Herman Sheephouse said...

I've never used or even held a winder, and I've often wondered what it would be like, but landscapes fortunately move slowly enough for me to cope ';0)
I did however sort of know Mike Cooper:

He was a commensurate professional and never used one, preferring to trust in his eye, his reactions and his trusty Pentaxes.
It was quite something to see him in action - he'd often be on the wrong side of barriers photographing, or else at that 'just so' spot on a bend waiting to leap out of the way!
You'd never get away with it these days.

John Carter said...

Over in the US we called photographers that used winders, firehose photographers. I guess we thought of them like showing off. I do have two Pentax cameras with built in winders but never have used them as a winder. Your collection is very esoteric, contact the SFMOMA and bring your collect here. I'll drive you around.


Like the "firehouse photographer" monicker!
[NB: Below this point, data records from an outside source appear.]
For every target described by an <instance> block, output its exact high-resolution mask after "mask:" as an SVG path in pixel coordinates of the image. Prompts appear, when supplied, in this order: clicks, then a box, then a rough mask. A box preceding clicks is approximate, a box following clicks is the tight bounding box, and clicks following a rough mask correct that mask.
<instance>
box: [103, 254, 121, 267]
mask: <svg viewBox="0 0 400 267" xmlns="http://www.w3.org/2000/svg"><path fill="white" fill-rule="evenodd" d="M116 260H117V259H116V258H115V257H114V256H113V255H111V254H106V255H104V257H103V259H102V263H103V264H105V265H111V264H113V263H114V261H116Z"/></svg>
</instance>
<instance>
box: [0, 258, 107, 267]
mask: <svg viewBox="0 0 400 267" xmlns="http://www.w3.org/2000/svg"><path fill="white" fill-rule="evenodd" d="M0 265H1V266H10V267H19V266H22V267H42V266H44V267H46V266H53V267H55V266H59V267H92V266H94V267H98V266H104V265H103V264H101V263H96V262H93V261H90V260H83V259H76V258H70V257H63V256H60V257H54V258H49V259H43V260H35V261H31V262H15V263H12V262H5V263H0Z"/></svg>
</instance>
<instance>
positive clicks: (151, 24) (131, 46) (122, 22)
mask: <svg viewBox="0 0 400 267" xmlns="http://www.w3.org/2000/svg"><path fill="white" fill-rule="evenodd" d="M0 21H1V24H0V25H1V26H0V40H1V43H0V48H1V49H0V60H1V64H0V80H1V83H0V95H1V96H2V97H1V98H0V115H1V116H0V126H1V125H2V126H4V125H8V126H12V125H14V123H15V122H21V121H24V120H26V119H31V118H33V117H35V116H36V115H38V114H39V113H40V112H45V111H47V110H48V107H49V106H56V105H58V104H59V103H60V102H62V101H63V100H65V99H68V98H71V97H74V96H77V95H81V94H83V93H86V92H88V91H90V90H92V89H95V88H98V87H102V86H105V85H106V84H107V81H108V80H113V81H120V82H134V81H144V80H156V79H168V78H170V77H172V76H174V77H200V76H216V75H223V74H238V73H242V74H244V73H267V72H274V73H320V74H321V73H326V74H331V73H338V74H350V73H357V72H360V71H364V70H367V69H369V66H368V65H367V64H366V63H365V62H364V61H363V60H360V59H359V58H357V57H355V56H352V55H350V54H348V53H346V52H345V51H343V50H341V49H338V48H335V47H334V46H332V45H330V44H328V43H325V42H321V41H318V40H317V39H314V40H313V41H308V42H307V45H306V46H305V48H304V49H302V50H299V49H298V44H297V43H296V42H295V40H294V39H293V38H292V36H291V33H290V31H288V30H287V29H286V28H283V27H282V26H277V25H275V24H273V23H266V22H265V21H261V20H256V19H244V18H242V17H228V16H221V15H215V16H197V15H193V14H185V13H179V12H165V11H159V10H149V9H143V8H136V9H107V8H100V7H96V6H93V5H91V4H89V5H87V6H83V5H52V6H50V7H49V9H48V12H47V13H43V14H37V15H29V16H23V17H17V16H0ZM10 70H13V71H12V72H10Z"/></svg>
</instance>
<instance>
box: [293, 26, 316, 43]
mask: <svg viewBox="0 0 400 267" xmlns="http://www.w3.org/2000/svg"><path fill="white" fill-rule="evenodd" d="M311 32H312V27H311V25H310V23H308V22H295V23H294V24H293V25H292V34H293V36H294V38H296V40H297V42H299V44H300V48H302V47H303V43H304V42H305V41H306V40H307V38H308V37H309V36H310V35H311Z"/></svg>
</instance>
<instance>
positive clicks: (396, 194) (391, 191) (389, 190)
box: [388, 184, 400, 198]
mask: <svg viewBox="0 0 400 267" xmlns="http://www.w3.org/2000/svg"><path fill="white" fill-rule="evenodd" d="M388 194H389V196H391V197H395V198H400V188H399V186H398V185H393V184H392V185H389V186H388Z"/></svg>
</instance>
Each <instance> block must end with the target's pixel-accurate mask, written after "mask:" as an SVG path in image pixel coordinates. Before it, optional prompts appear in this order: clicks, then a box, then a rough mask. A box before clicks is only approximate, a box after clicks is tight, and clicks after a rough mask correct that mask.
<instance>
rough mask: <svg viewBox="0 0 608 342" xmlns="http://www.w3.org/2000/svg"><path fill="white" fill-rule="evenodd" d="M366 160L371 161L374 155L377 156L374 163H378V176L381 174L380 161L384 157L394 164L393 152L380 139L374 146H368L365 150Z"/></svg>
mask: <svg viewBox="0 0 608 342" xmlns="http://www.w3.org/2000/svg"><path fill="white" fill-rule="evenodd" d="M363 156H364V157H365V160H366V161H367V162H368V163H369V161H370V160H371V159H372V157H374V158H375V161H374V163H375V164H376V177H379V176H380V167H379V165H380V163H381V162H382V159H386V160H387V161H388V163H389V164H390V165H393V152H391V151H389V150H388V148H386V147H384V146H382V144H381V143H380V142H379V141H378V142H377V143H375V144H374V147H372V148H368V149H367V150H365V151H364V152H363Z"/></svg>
Can't say I'm guilty of showing off though as where I take photographs there are never any people around!

Thanks for offering to act as guide, John. If I ever get over to San Francisco I'll take you up on that. Sounds great.

Anonymous said...

My favorite camera is the Pentax MX. I have two , one in Chrome and one in Black and both in mint condition. Both have the winder attached and they work great. There must be something wrong with the one you had because mine have always worked smoothly and with plenty of power. I love these cameras so much that I sold my Leica M6 and a .85 Chrome MP because I prefer using these much more. Plus the Pentax lenses are great and a fraction of the cost of Leica lenses. The MX is so small that the winder really does improve the handling,especially with longer lenses.


Two winders is a bit greedy. Send me one and I'll give you my opinion. :) Seriously, though, I'd be happy to know that my winder is defective. I totally agree that the handling of the MX and winder is just about as perfect as it gets.

morris1800 said...

Hi Bruce my medium format Rollei 6002 drives the film the film at modest 2 frames a second but as you might expect I have never used it on 120 film!(not intentionally anyway). With motor running and 6x6 mirror flapping around ear protectors would be advisable.